6.0 About: Data cleaning, analysis and visualisation
Analysing
your data is crucial to find trends and patterns in them, and to obtain the
information that you need to answer your research questions and objectives.
This section will mainly apply to data in tabular or spreadsheet form, as the analyses and visualisation tools discussed in this section use tabular data as input. However, the basic principles of quality assurance and control (section 7.2), data analyses (section 7.3) and data visualisation (section 7.4 to 7.9), will also be applicable for those of you working with other types of data than tabular data, e.g. textual data.
Before you can analyse your data, you must make sure your spreadsheets are well organised, with valid entries and manageable variables. In the first part of this section, you will learn about best practices for organising spreadsheets and the basics of cleaning data.

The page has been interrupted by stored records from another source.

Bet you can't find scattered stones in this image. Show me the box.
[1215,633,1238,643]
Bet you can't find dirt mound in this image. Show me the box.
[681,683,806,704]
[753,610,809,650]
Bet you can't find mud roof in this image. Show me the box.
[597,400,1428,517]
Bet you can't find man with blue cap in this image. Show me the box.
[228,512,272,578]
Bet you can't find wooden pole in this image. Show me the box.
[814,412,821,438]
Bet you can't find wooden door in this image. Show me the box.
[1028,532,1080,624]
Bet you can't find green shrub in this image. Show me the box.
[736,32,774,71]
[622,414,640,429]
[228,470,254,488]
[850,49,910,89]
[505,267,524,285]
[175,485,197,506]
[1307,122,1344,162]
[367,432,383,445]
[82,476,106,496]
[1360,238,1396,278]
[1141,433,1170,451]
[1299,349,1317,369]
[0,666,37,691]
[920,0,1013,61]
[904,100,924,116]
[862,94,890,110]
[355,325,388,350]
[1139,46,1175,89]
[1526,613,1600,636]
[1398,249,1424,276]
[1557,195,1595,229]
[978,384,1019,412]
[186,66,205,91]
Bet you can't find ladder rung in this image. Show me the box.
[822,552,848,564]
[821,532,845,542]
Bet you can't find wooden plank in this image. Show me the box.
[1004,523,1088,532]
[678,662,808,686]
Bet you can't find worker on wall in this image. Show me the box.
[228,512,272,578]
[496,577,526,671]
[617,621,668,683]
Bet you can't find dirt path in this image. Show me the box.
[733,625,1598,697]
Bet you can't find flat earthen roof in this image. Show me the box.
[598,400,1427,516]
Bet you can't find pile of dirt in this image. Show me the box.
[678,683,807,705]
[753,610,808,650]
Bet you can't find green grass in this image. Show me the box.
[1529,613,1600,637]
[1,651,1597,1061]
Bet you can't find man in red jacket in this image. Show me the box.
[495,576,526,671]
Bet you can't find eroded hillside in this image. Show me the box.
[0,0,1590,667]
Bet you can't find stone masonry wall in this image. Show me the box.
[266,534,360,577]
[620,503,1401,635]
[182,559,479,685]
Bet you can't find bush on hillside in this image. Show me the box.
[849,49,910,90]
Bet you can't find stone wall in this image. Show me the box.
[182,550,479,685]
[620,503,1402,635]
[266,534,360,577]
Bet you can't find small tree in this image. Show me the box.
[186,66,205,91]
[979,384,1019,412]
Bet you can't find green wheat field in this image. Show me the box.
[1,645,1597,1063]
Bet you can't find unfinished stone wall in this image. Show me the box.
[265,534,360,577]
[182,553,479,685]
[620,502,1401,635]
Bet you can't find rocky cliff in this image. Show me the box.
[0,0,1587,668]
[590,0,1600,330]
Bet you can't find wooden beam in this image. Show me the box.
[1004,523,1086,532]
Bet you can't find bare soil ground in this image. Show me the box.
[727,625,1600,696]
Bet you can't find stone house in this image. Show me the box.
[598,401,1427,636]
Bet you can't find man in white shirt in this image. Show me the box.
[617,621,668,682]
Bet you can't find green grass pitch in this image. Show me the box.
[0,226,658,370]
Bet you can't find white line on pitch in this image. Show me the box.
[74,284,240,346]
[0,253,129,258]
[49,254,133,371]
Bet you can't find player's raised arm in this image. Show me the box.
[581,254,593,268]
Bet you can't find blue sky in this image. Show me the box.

In the second part of this section, you will learn about how to choose useful tools to analyse your data. It is not our intent to give you suggestions on how to proceed in your analysis, as this will depend on the type of data you have collected, the methods you have used, and the research question that forms the basis of your research project. Our goal is rather to put you on a good track by discussing how to choose useful tools to analyse your data.
Visualisation of your data is the first critical step of interpretation of data, and can have a huge impact on your data analysis and results. It may also be very useful in communicating the information that your data holds. In the third and final part of this section, you will learn the basics of good visualisation of your data, about different plot types, and useful tools.
While working through this section, it is important to keep reproducibility in mind. For the sake of reproducibility, it is important that you make your research workflow available to others so that they can redo the analysis and see whether or not they reach the same results as are claimed in your outputs. Remember, therefore, to share your materials, methods, and workflow, in addition to your data.
For the purpose of reproducibility, you will probably need to learn some scripting in Python or R. Our aim is not to focus on how to use those programming languages. Instead, we will hopefully provide you with a starting point for you to explore such tools. In addition to making research reproducible, such tools will dramatically speed up data analysis and visualisation tasks and make the data available for data mining. Again, these tools are mainly useful for statistically solid, quantitative data in tabular form. Good basic knowledge in statistics is mandatory, and this will not be compensated by any tools. However, these tools are based on principles that are relevant to keep in mind for all types and forms of data, including having a transparent and reproducible workflow and continuously keeping track of changes made to your data.
After working through this section,
you should:
- Be familiar with the notion of the Tidy Data format and data cleaning.
- Know why it is important to have a transparent and reproducible workflow, and to keep track of changes in your data.
- Know how to proceed in the selection of reproducible data analysis tools.
- Understand the design process and the design principles of data visualisation.